Second, we acknowledge the limitation of taking migrants from a given country as representatives of a culture because these migrants can be over-represented from specific minorities or groups in the sending country, which generally are not culturally homogeneous. In the same vein, the variable religion is oversampled for Christians, which hinders the learning capacity of some analytical procedures. However, we think that the country of origin is a reasonable proxy for diverse “cultural institutions” understood as the mainstream sets of values, models, and rules shared by people from a given region in all its diversity. For instance, language, kinship, and indeed religion do vary across migrant groups, and this variation should leave distinctive traces in the personal networks. Interestingly, we showed that migrant groups from wide geographical areas such as the Caribbean or West Africa shared some structural features, which can point to the imprint left by common cultural institutions.

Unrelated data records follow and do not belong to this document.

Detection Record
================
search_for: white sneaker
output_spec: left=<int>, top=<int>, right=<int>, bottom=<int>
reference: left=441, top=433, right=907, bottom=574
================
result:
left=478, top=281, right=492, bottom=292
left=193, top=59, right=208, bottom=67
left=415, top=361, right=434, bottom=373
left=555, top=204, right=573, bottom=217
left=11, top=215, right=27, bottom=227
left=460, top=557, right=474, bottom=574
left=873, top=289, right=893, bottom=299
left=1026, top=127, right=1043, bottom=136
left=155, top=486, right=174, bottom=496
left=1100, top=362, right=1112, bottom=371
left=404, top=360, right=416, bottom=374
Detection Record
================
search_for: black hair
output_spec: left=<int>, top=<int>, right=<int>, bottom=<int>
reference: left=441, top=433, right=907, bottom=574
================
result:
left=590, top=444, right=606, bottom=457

Third, despite our controls by gender, age, and time of residence in the destination country, research on personal networks shows that individual characteristics, like socioeconomic background and the specific point in the life course, have consequences for both composition and structural measures (27–29).

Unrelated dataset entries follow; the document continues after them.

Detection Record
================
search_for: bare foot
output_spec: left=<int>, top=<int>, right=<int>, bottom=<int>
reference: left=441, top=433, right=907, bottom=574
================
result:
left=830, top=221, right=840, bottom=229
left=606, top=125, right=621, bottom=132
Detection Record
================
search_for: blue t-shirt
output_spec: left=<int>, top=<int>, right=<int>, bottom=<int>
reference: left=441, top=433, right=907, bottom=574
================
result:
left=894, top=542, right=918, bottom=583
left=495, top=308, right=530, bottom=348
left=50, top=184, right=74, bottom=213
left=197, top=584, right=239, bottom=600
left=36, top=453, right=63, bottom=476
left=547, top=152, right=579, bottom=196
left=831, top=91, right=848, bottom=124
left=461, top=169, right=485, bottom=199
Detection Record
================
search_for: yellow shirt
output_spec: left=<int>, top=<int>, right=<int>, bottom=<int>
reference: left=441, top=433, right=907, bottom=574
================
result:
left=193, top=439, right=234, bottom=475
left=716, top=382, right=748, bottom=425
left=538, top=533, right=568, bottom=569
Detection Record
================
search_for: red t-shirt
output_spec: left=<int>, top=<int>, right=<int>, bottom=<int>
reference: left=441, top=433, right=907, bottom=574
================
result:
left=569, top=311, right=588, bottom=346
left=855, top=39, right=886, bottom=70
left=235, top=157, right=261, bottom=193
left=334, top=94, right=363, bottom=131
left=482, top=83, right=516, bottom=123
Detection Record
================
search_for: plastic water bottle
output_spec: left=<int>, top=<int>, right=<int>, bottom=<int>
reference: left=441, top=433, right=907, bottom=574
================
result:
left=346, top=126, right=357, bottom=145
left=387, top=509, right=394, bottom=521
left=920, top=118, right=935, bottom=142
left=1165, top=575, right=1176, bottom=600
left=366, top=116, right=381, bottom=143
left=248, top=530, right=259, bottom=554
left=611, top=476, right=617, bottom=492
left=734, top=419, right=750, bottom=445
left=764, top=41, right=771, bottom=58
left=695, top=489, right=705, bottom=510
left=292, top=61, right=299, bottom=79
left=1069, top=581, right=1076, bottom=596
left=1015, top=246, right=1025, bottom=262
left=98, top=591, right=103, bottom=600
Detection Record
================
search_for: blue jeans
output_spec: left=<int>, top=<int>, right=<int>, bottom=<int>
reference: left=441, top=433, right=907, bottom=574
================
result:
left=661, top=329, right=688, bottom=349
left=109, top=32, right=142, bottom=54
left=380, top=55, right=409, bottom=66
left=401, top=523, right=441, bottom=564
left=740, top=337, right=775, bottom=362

Consequently, we should expect more variation on samples drawn to represent the general population of a given country than in samples from migrant groups.
Finally, structural measures are closely related, which may lead to misinterpretation of the results, even after controlling for multicollinearity.
We hope that more nuanced measures of the group/grid dimensions can help develop a better understanding of the interdependencies between social structures and cultural phenomena beyond simple determinism, which can be tested cross-culturally (41).
ACKNOWLEDGEMENTS
We thank the feedback received by participants in the conferences where we presented earlier versions of this paper, especially Sunbelt 2022 (Cairns, Australia) and Personal Networks during Challenging Times: The Power and Limitations of Social Relationships in Everyday Life (Bar-Ilan University, Tel Aviv).
Ethics Approval Statement
The University of Florida IRB 02 approved the project under protocol #2004-U-480. Data obtained from participants was collected by gaining prior and written informed consent, both in Spain and the USA.
Funding
This research has been funded by the National Science Foundation (BCS-0417429), the MINECO-FEDER (PGC2018-098186-B-I00, J.O., A.S.), the Comunidad de Madrid (PRACTICO-CM), and the UC3M (CAVTIONS-CM-UC3M).
Authors' Contributions
J.L.M., J.O., and H.R.B. designed the paper focus; J.O., I.T., and A.S. prepared the data and performed the analysis; J.L.M., J.O., A.S., and C.M. wrote the paper, which was reviewed by all authors. C.M. and J.L.M. designed the original research and collected the data.
Data Availability
All data are included in the manuscript and/or supporting information.
Notes
Competing Interest: The authors declare no competing interest.